Practical Computing Exercise for Week 3 :The Tree Volumes exercise

Download the template R markdown file for this workshop.

Aims of this practical exercise

In this exercise you will:

  • get some more practice using R markdown
  • fit a variety of models to the Tree Volumes data involving a selection of transformations.

Before you undertake this exercise…

You need to have installed R, RStudio, and the necessary packages for the course, including the ELMER package. See how to get set up for this course

Get the data

data(TreeVols, package="ELMER")
str(TreeVols)
'data.frame':   31 obs. of  3 variables:
 $ Volume: num  0.29 0.29 0.28 0.46 0.53 0.55 0.44 0.63 0.56 0.68 ...
 $ Height: num  21.3 19.8 19.2 21.9 24.6 25.2 20.1 24.3 22.8 24 ...
 $ Girth : int  210 218 223 266 271 274 279 281 284 287 ...

The Exercise

  1. Fit y to x1 and x2.

  2. Fit \(\ln y\) to \(\ln x_1\) and \(\ln x_2\).

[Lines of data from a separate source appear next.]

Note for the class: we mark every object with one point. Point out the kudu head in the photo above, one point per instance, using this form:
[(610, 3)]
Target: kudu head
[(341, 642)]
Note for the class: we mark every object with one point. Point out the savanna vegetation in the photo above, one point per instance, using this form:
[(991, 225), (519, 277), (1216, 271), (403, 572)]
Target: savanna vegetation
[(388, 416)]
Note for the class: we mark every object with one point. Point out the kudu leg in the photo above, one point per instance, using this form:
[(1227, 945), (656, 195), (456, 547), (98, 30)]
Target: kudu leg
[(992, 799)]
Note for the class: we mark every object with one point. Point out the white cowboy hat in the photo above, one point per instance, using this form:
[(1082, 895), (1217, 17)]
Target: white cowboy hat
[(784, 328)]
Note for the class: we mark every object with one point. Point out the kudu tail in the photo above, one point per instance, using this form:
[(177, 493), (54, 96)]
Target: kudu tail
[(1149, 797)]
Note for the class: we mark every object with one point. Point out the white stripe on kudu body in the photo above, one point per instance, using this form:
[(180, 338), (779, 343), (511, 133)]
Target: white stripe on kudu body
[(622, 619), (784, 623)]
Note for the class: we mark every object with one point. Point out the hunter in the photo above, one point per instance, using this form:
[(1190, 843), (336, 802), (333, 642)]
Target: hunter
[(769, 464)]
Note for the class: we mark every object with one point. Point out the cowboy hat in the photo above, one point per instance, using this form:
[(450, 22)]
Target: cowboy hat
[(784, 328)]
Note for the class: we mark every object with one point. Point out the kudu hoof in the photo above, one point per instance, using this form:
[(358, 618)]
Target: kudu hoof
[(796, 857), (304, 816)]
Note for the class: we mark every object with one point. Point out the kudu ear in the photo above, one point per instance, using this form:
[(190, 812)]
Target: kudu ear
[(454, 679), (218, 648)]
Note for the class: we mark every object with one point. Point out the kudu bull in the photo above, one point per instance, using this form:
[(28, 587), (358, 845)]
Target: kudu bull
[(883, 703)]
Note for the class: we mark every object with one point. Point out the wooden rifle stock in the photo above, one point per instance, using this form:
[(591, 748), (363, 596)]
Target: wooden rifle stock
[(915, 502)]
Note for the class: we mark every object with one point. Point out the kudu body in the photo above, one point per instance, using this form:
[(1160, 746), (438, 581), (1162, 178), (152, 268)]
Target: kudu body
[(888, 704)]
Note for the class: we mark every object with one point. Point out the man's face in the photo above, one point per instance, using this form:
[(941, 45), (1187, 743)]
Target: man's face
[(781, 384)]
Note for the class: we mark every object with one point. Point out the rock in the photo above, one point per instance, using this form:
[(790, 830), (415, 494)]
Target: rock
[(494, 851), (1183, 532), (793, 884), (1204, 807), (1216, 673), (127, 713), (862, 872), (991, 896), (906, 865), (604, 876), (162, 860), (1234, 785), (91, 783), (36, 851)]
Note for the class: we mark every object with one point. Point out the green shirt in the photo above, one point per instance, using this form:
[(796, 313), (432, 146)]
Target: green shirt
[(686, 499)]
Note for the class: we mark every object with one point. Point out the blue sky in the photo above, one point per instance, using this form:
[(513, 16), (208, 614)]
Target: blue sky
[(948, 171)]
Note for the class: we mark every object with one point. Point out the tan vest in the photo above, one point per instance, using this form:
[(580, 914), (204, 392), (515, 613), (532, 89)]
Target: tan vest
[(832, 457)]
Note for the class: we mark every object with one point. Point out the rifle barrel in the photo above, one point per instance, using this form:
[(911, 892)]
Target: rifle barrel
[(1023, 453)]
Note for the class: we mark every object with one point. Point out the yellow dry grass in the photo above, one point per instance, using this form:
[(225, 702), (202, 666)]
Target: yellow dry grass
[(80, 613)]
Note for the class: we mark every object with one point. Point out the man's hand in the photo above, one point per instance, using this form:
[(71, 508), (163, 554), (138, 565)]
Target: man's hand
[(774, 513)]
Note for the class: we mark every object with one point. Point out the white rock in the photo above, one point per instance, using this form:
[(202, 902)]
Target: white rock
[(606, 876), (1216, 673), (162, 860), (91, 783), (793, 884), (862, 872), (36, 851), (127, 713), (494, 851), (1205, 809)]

Is this model definitely better than the first model?

  3. Fit \(y^*(\lambda)\) to \(x_1\) and \(x_2\). Estimate the value of \(\lambda\) by maximum likelihood. Is this model definitely better than the first model?

Hint: Use the boxcox() function in the MASS package.

library(MASS)
TreeVols.bc = boxcox(Volume ~ Height + Girth, data =TreeVols)
# to get exact value of lambda:
Lambda = TreeVols.bc$"x"[which.max(TreeVols.bc$"y")]
Lambda
  1. Girth is much easier to measure than height. Is there evidence that the height variable is necessary?

Finally, which model would be expected to fit best, based on a physical model?

Solutions

You should compare your work with the solutions for this workshop.